SAM2AutomaticMaskGenerator returns a list of masks, where each mask is a dict containing various information about the mask

segmentation - [np.ndarray] - the mask with (W, H) shape, and bool type
area - [int] - the area of the mask in pixels
bbox - [List[int]] - the boundary box of the mask in xywh format
predicted_iou - [float] - the model's own prediction for the quality of the mask
point_coords - [List[List[float]]] - the sampled input point that generated this mask
stability_score - [float] - an additional measure of mask quality
crop_box - List[int] - the crop of the image used to generate this mask in xywh format

Understanding the Impact of the crop_n_layers Parameter

The crop_n_layers parameter controls the number of iterative cropping layers applied during segmentation. Each layer increases the number of crops, allowing for a more detailed analysis of the image, focusing on different areas and refining the segmentation with each layer.

Observation Based on crop_n_layers:

  • Source Image:

    • The original image shows a busy traffic scene with numerous vehicles and motorcyclists. It’s complex, with many overlapping and closely packed objects.
  • n=0 (Crop Layer 0):

    • At the initial crop layer (n=0), the segmentation is coarse, similar to the basic segmentation without any crops. The objects such as vehicles and people are roughly identified, but the boundaries are not very precise. Overlapping or closely situated objects may not be distinctly separated, and there is minimal refinement.
  • n=1 (Crop Layer 1):

    • With the first cropping layer (n=1), the segmentation begins to refine. More objects are identified, and the segmentation boundaries become more accurate compared to n=0. The process of cropping allows the model to focus on smaller sections of the image, improving its ability to distinguish between closely situated objects and enhancing overall segmentation precision.
  • n=2 (Crop Layer 2):

    • Further refinement occurs at the second cropping layer (n=2). The segmentation shows even more precise boundaries, and additional objects that were previously not segmented may now be identified. The masks conform more accurately to the shapes of individual vehicles and motorcyclists, indicating a higher resolution of segmentation due to increased focus from additional crops.
  • n=3 (Crop Layer 3):

    • At the third cropping layer (n=3), the segmentation reaches its most detailed level. The boundaries are very precise, and nearly every object in the image is segmented. The high number of crops allows the model to meticulously analyze and separate overlapping or closely packed objects, leading to a high level of accuracy and detail in object identification.

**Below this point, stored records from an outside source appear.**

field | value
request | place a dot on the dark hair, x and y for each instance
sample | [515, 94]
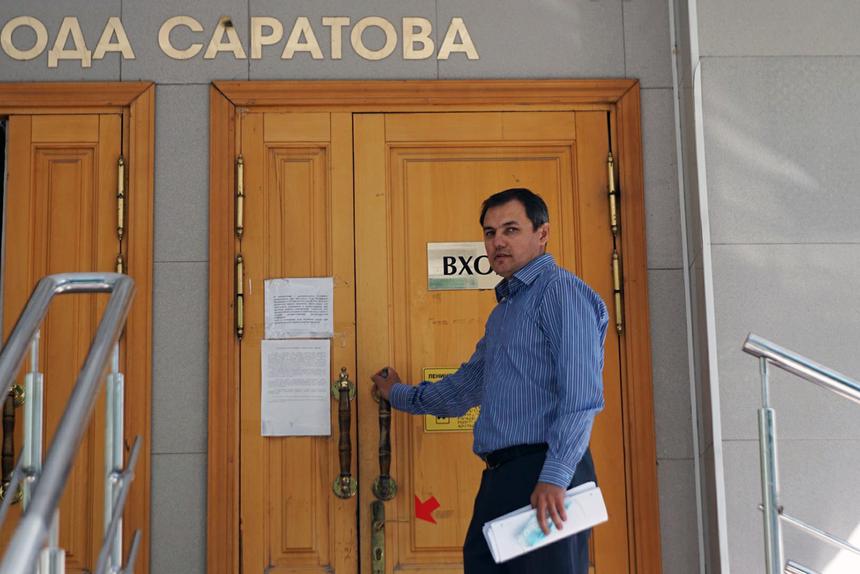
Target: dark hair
[535, 207]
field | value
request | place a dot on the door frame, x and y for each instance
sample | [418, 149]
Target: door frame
[229, 98]
[135, 101]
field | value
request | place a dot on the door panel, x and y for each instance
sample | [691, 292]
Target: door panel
[297, 166]
[61, 217]
[435, 169]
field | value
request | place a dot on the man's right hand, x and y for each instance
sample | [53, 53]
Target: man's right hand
[384, 380]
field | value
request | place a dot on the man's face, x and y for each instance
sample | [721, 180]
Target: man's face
[509, 238]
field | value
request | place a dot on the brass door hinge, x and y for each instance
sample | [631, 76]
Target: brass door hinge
[240, 197]
[615, 227]
[120, 213]
[240, 261]
[240, 296]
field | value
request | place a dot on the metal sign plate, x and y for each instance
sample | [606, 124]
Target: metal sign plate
[459, 266]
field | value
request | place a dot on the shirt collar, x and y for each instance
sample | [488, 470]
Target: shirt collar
[525, 276]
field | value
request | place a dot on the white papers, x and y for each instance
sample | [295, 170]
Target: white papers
[300, 307]
[518, 532]
[295, 397]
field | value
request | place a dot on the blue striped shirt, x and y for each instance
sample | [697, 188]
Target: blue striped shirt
[536, 373]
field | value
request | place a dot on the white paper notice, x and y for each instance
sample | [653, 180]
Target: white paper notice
[299, 307]
[296, 398]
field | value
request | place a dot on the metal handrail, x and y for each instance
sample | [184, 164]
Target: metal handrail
[770, 353]
[33, 530]
[803, 367]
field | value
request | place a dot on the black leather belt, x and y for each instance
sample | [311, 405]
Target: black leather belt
[499, 457]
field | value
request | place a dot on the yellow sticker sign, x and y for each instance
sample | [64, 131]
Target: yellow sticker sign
[448, 424]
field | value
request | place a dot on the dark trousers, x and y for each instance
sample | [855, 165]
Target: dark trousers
[507, 488]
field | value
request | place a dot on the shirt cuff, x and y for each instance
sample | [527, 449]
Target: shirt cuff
[557, 473]
[400, 396]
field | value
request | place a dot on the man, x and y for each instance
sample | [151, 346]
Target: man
[537, 375]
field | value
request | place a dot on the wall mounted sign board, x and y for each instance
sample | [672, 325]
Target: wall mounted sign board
[458, 266]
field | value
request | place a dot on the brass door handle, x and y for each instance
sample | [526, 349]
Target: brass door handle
[377, 537]
[384, 487]
[343, 390]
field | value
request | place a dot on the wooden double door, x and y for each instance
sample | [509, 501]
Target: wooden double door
[358, 197]
[64, 143]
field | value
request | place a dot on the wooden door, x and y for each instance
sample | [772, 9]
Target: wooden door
[298, 223]
[417, 178]
[61, 217]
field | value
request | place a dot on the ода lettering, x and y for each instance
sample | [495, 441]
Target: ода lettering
[259, 39]
[33, 52]
[450, 44]
[105, 45]
[70, 28]
[217, 44]
[295, 43]
[164, 37]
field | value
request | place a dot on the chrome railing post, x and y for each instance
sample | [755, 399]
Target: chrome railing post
[23, 551]
[114, 430]
[33, 421]
[53, 558]
[768, 354]
[769, 479]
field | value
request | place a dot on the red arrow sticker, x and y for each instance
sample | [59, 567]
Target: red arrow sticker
[424, 510]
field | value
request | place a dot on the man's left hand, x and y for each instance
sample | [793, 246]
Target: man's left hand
[548, 500]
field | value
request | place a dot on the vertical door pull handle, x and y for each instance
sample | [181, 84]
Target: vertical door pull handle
[343, 391]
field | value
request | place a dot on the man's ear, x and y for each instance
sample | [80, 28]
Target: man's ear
[543, 233]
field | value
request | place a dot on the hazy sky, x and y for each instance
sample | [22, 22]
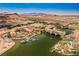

The crop_n_layers parameter significantly enhances the model's ability to perform detailed and accurate segmentation in complex scenes.

  • Lower crop_n_layers Values (n=0 or n=1):

    • Results in less detailed segmentation, with coarser boundaries and less precise identification of objects. This is suitable for scenarios where broad object detection is sufficient.
  • Higher crop_n_layers Values (n=2 or n=3):

    • Leads to more detailed and refined segmentation, allowing the model to identify and separate closely packed or overlapping objects with high precision. This is ideal for complex scenes where fine details and accurate boundaries are crucial.

In summary, increasing the crop_n_layers enhances the model's segmentation detail and accuracy by allowing iterative analysis at different levels of image granularity, effectively focusing on smaller sections of the image and refining the segmentation process with each additional layer.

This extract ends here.